Saddam and his feared cousin, Ali Hassan al-Majid, also known as "Chemical Ali", face trial for war crimes, including the Halabja attack, at a special tribunal in Iraq.

UN weapons inspectors have called Mr van Anraat one of the most important middle men who supplied Iraq with chemical agents.

The first Dutchman to be tried on genocide- and war crimes-related charges, he faces up to life in prison if convicted. The trial proper is likely to begin later this year.

Defence lawyers said the prosecution of their client was wrong as other Dutch businesses, which also supplied chemical materials at the time, have not faced charges.
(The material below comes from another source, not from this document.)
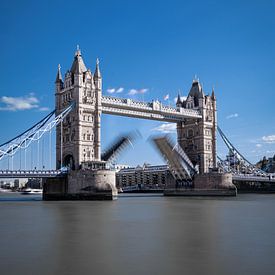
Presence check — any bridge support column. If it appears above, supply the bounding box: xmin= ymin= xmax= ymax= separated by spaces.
xmin=43 ymin=170 xmax=117 ymax=200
Mr van Anraat, who sat silently in court, received assurances from Dutch authorities that he would not face prosecution before an investigation was launched in 2003, the defence said.

Iranian and Iraqi victims of chemical attacks plan to seek up to €10,000 compensation each from the accused, a lawyer for the group said, while a group of Kurds demonstrated outside the court, holding pictures of Halabja victims. "It was a black page in Kurdish history," said Sherzad Rozbayani, a member of a Kurdish students' union.

Iraqi forces attacked Halabja after it was captured by Iranian troops in what Baghdad saw as betrayal by local Kurds.

The attack gained international notoriety after Iran invited foreign journalists to see the town, still strewn with bodies.

Mr van Anraat was first detained in Milan in 1989 following a US request but was released after two months. He then fled to Iraq, where it is thought he stayed until the 2003 US-led invasion, when he returned to the Netherlands.